Testemunhas relataram que, quando voltou e percebeu a movimentação provocada pelo atropelamento, o homem teria perguntado o que havia acontecido e ficado em estado de choque. 

Condutor recusou bafômetro

Durante o atendimento da ocorrência, os policiais verificaram que o motorista possuía habilitação e que o Chevrolet Prisma estava com o licenciamento regular.

O condutor foi convidado a realizar o teste do etilômetro, mas se recusou a soprar o bafômetro.

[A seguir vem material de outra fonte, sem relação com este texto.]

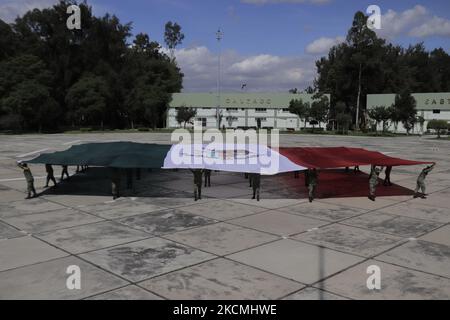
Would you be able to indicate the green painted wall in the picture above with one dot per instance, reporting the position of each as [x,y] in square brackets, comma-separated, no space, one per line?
[237,100]
[425,101]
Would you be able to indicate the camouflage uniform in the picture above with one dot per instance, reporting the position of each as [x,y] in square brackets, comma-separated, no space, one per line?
[50,175]
[207,178]
[256,184]
[387,179]
[198,174]
[421,181]
[373,182]
[312,183]
[64,172]
[30,181]
[115,183]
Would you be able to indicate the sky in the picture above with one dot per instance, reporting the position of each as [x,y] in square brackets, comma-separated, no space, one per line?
[270,45]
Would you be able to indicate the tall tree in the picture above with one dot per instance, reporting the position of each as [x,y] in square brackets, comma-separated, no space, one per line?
[300,108]
[320,108]
[405,106]
[185,114]
[173,37]
[88,100]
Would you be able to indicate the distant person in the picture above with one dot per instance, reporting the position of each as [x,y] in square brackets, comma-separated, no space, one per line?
[306,178]
[198,175]
[421,182]
[256,185]
[313,176]
[387,178]
[373,181]
[50,175]
[64,172]
[129,178]
[115,183]
[29,179]
[207,173]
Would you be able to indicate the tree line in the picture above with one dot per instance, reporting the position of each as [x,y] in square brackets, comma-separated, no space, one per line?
[52,78]
[366,64]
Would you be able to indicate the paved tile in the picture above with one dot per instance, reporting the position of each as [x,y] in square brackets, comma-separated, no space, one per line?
[9,195]
[141,260]
[421,255]
[166,221]
[47,280]
[269,203]
[222,209]
[22,251]
[52,220]
[419,210]
[226,192]
[92,237]
[75,201]
[221,238]
[324,211]
[127,293]
[221,280]
[8,232]
[279,223]
[294,260]
[441,235]
[361,202]
[350,239]
[393,224]
[18,208]
[397,283]
[313,294]
[173,200]
[120,208]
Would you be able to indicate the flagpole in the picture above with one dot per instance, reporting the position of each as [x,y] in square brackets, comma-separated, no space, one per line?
[219,36]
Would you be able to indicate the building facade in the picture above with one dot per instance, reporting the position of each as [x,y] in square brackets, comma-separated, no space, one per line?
[240,110]
[431,106]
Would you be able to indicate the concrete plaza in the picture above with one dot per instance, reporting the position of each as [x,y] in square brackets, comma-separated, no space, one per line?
[157,243]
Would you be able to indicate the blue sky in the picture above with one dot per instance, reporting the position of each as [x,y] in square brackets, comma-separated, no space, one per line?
[269,44]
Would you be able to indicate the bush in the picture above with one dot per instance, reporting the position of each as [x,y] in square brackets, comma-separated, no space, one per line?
[11,123]
[440,126]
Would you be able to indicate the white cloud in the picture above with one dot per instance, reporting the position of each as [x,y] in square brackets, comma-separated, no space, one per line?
[11,9]
[262,2]
[414,22]
[434,27]
[323,45]
[262,72]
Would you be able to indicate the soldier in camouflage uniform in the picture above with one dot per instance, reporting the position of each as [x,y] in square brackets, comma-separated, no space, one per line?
[198,175]
[207,178]
[387,179]
[313,176]
[115,183]
[421,182]
[373,181]
[50,175]
[30,180]
[255,184]
[64,172]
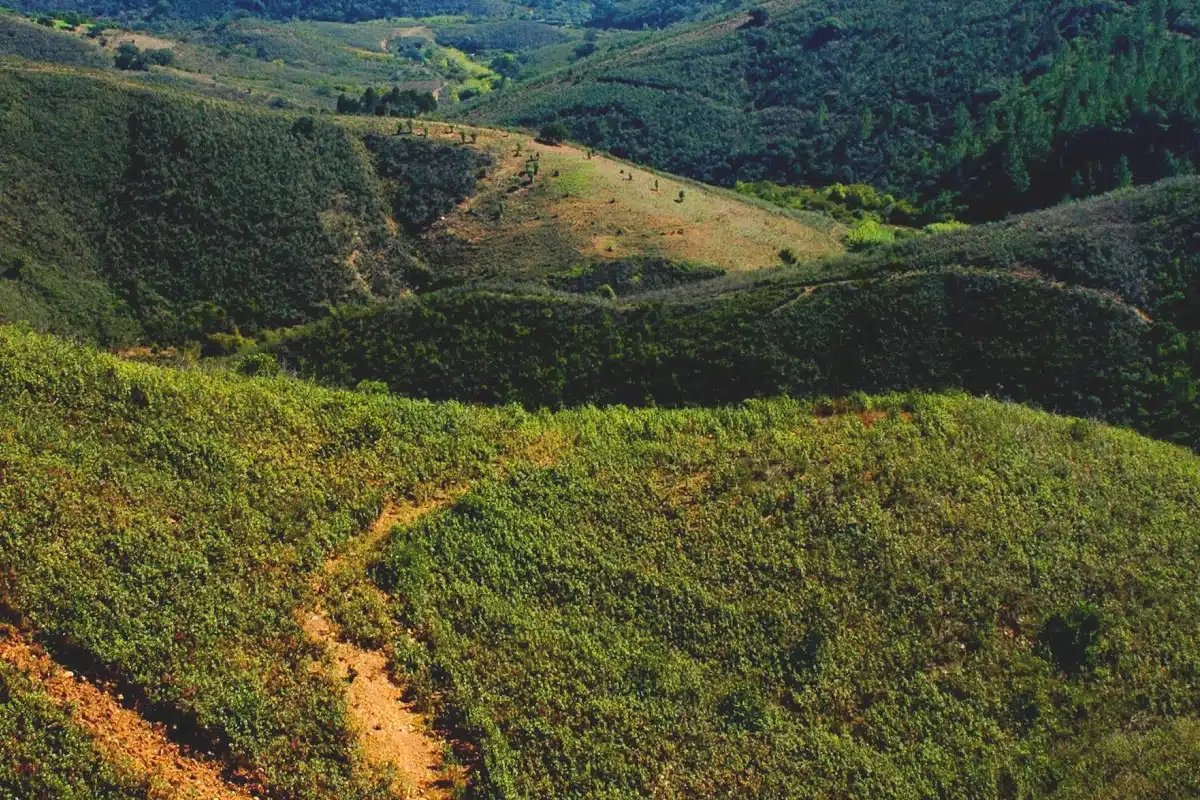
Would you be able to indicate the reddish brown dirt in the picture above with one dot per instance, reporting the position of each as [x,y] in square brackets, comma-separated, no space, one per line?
[390,729]
[121,734]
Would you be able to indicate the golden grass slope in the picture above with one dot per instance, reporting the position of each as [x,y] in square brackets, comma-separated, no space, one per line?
[581,209]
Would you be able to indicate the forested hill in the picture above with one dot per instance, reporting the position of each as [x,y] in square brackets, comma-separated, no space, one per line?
[601,13]
[995,106]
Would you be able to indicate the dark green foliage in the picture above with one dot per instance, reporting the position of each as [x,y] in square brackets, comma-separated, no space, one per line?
[43,755]
[22,38]
[165,527]
[789,600]
[984,108]
[604,13]
[553,133]
[1071,641]
[1001,326]
[395,102]
[129,56]
[631,276]
[430,179]
[846,204]
[198,216]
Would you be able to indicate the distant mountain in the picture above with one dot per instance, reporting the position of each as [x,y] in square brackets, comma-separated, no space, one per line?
[603,13]
[982,108]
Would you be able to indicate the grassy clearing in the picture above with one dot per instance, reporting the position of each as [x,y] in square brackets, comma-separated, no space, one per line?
[894,597]
[123,482]
[46,755]
[580,209]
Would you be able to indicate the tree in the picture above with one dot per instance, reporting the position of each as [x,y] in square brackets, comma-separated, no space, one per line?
[553,133]
[130,58]
[160,58]
[507,65]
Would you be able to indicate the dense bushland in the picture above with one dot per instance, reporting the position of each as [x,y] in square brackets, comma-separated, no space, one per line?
[604,13]
[928,597]
[22,38]
[977,108]
[124,483]
[129,211]
[1024,340]
[46,755]
[430,179]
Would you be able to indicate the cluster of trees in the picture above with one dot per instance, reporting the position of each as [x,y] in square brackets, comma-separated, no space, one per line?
[129,56]
[39,43]
[846,91]
[430,179]
[783,606]
[202,218]
[396,102]
[232,480]
[514,36]
[603,13]
[978,328]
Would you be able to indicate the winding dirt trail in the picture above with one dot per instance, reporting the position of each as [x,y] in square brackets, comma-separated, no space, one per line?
[120,733]
[390,728]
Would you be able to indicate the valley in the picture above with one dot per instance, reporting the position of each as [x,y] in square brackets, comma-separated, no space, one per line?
[456,398]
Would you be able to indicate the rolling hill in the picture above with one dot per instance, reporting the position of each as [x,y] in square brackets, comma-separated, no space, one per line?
[604,13]
[982,109]
[369,457]
[843,596]
[1086,310]
[187,218]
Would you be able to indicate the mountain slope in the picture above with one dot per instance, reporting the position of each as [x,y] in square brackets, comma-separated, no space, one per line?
[1002,106]
[129,210]
[898,596]
[582,208]
[1086,310]
[132,212]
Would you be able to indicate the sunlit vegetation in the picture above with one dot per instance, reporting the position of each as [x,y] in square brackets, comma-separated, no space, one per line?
[895,318]
[1030,101]
[46,755]
[23,38]
[184,218]
[899,597]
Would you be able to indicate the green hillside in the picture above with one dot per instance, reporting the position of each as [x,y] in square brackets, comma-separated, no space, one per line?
[420,449]
[603,13]
[895,597]
[983,108]
[133,212]
[1086,310]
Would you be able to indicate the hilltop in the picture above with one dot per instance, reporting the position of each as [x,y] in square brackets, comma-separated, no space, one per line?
[1085,310]
[613,13]
[738,589]
[982,109]
[192,218]
[581,208]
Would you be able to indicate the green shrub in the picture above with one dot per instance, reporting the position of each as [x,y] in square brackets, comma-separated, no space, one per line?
[553,133]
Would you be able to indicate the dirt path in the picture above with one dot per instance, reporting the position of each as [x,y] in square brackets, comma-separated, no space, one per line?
[391,731]
[121,733]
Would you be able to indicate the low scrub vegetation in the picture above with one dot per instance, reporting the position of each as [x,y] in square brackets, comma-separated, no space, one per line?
[46,755]
[894,597]
[123,483]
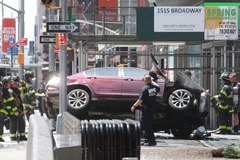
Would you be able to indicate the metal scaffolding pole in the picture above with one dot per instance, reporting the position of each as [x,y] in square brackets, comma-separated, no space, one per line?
[20,13]
[63,82]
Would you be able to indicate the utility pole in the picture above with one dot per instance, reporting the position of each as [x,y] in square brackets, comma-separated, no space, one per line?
[20,13]
[21,32]
[63,77]
[51,54]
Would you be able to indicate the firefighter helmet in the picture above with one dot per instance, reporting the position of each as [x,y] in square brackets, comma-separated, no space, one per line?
[6,79]
[15,79]
[188,73]
[225,77]
[28,74]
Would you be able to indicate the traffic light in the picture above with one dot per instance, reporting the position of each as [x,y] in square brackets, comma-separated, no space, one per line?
[20,57]
[47,3]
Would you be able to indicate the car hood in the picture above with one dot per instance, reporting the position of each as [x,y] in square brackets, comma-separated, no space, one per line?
[183,80]
[49,76]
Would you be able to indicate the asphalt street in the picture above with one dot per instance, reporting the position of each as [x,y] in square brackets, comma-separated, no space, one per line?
[12,150]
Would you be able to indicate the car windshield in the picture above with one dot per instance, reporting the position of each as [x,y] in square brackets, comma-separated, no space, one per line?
[104,72]
[134,72]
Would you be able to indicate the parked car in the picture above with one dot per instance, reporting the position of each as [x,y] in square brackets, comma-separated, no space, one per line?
[182,104]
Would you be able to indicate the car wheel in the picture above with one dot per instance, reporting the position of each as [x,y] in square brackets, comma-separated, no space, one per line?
[181,132]
[78,101]
[180,99]
[44,107]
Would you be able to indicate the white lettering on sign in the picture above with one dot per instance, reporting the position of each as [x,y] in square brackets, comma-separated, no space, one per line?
[63,27]
[178,19]
[48,39]
[8,30]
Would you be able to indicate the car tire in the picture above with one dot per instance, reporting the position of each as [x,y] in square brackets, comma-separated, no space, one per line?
[44,107]
[181,132]
[78,101]
[180,99]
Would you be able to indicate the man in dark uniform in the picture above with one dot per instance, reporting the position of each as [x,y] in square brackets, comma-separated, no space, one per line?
[3,113]
[10,107]
[146,101]
[225,105]
[236,98]
[28,94]
[21,121]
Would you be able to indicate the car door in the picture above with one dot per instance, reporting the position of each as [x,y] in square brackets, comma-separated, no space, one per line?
[132,82]
[105,83]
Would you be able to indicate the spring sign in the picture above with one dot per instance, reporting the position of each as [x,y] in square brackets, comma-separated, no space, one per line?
[221,23]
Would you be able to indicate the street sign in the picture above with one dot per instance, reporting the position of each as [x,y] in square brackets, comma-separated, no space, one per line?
[23,42]
[126,60]
[13,50]
[11,41]
[63,27]
[8,31]
[47,39]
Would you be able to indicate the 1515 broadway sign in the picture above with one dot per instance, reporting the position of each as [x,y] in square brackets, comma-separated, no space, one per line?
[178,19]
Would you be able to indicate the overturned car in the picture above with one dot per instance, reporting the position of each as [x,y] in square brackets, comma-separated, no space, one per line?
[109,92]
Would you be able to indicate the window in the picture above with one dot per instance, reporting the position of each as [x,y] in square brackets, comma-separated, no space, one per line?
[108,72]
[134,72]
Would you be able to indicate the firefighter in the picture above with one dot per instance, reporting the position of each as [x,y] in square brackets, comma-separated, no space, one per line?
[10,107]
[21,121]
[3,113]
[39,96]
[236,98]
[225,104]
[28,94]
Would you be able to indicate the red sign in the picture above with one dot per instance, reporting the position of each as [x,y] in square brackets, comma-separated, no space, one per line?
[62,38]
[109,8]
[8,31]
[23,42]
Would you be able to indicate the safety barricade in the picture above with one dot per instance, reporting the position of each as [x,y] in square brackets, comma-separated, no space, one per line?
[110,139]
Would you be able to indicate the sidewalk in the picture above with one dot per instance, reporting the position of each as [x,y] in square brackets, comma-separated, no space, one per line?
[12,150]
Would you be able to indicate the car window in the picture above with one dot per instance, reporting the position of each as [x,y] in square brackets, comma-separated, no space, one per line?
[113,72]
[134,72]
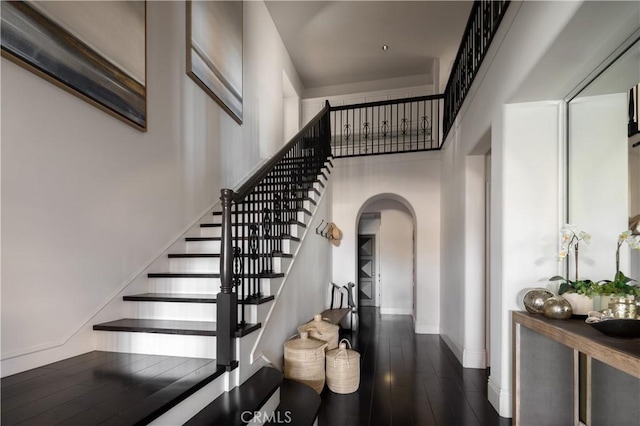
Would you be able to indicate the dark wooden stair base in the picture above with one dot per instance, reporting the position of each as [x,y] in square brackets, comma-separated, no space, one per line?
[190,298]
[229,407]
[217,255]
[210,275]
[103,388]
[298,402]
[189,328]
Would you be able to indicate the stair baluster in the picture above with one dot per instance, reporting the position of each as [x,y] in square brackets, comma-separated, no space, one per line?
[257,217]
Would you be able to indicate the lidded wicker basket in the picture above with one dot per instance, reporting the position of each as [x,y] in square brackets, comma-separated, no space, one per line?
[343,369]
[304,361]
[322,330]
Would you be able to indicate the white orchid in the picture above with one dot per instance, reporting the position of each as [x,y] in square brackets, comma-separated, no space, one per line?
[633,241]
[571,237]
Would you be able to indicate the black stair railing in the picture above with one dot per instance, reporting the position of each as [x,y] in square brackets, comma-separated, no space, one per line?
[482,25]
[634,104]
[387,127]
[256,220]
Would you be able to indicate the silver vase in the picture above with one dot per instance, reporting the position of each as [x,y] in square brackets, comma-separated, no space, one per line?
[557,307]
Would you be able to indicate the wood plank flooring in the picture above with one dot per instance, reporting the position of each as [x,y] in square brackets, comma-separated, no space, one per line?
[408,379]
[102,387]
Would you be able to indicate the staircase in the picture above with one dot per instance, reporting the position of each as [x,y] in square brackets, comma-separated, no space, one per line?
[218,291]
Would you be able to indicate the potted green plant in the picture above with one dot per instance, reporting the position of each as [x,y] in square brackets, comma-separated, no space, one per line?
[621,284]
[579,293]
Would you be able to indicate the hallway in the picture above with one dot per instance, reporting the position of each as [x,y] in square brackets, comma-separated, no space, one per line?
[408,379]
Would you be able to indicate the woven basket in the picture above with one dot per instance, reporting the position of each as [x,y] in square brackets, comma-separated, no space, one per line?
[322,330]
[343,369]
[304,361]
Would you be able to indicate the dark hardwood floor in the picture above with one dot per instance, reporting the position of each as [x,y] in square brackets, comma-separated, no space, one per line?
[408,379]
[102,388]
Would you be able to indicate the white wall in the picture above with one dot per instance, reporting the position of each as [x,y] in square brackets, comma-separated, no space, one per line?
[414,180]
[526,208]
[311,106]
[395,247]
[88,202]
[599,181]
[391,84]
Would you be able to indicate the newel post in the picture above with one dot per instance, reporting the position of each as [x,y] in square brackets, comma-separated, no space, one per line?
[226,300]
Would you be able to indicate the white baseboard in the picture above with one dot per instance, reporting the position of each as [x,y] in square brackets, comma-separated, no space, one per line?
[457,350]
[474,358]
[421,328]
[266,413]
[395,311]
[499,398]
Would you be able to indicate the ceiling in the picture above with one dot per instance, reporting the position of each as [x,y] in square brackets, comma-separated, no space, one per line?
[340,42]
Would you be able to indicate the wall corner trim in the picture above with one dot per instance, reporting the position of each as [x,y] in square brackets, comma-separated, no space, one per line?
[500,398]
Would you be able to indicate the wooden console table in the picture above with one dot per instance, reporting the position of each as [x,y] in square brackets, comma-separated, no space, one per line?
[565,372]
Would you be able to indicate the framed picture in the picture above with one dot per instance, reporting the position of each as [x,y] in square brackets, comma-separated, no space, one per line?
[95,50]
[214,51]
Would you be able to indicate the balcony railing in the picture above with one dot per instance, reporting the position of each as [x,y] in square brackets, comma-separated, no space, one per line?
[634,105]
[387,127]
[482,25]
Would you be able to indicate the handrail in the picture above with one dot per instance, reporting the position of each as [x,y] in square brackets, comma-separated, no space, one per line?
[388,102]
[264,170]
[482,25]
[387,127]
[256,223]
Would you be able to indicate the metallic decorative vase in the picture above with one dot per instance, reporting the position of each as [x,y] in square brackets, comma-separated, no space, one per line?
[557,307]
[533,300]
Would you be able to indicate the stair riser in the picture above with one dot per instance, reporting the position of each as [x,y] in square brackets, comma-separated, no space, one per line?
[188,408]
[200,285]
[288,246]
[156,344]
[189,311]
[216,231]
[208,265]
[301,215]
[203,247]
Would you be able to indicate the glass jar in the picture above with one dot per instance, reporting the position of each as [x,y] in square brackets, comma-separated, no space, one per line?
[623,306]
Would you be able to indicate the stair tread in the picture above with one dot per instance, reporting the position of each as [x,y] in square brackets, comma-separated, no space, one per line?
[191,328]
[298,402]
[172,297]
[227,409]
[284,237]
[217,255]
[199,328]
[283,210]
[209,275]
[189,298]
[219,225]
[269,191]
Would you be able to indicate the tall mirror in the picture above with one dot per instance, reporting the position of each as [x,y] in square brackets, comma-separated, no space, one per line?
[604,166]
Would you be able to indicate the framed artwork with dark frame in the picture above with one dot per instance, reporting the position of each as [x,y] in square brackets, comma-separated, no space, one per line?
[94,50]
[214,51]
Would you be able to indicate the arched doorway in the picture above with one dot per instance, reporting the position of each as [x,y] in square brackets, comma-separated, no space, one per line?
[385,258]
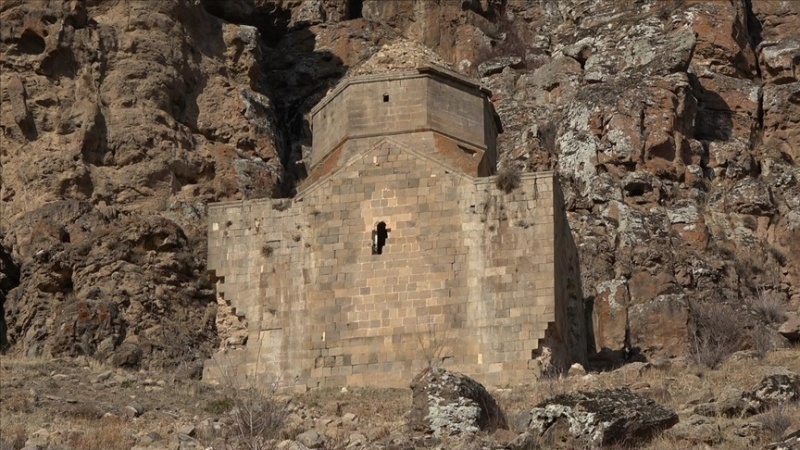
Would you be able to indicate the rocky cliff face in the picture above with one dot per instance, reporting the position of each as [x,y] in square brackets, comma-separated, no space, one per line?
[674,127]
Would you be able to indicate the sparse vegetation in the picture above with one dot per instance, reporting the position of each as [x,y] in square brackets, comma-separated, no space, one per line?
[769,309]
[508,178]
[716,334]
[776,421]
[282,205]
[219,406]
[257,417]
[434,345]
[111,433]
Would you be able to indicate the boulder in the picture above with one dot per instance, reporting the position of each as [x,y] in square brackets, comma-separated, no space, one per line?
[598,418]
[448,404]
[311,439]
[774,390]
[791,328]
[496,65]
[789,442]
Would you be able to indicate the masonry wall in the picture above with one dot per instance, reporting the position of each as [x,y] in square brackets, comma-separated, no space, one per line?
[467,277]
[394,105]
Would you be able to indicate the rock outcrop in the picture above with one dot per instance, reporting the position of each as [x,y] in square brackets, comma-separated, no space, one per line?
[449,404]
[120,121]
[672,125]
[596,419]
[772,391]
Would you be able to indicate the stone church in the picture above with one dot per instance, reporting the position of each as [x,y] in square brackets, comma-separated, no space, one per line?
[402,249]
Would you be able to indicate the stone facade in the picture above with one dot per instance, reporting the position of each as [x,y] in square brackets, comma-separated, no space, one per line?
[399,250]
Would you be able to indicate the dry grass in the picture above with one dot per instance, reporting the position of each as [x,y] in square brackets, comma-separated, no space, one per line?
[13,437]
[777,420]
[109,433]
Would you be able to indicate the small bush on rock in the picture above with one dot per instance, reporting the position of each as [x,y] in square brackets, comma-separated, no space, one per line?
[717,334]
[508,179]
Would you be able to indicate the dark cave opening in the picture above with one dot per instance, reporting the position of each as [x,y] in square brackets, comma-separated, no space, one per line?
[355,9]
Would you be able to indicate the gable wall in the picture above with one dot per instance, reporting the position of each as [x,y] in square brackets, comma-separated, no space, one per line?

Diante da negativa, foram adotadas as medidas administrativas previstas para esse tipo de situação. 

Aos policiais, o homem declarou ter consumido uma pequena quantidade de bebida alcoólica antes do acidente. Conforme o registro policial, havia odor etílico, mas os agentes não identificaram sinais suficientes de alteração da capacidade psicomotora. 

Após os procedimentos realizados no local, o motorista foi encaminhado à Delegacia de Pronto Atendimento Comunitário do Centro Integrado de Polícia Especializada.

A ocorrência foi registrada como homicídio culposo na direção de veículo automotor sob influência de álcool. O caso deverá ser investigado para esclarecer as circunstâncias do atropelamento e a responsabilidade do condutor. 

Moradores reclamam de velocidade na rua

O acidente voltou a chamar a atenção para as condições de segurança viária da região. Moradores relataram que o trecho onde Luciano morreu já seria conhecido pela ocorrência de acidentes.

Segundo eles, além de estreita, a via é utilizada por motoristas que trafegariam acima da velocidade permitida. Os moradores também reclamam da ausência de quebra-molas ou outros dispositivos destinados à redução de velocidade naquele ponto. 

A suspeita levantada por moradores é de que o Prisma estivesse em alta velocidade no momento do atropelamento. Essa circunstância, porém, ainda não foi confirmada pelas autoridades e deverá depender da investigação e da análise dos elementos colhidos no local.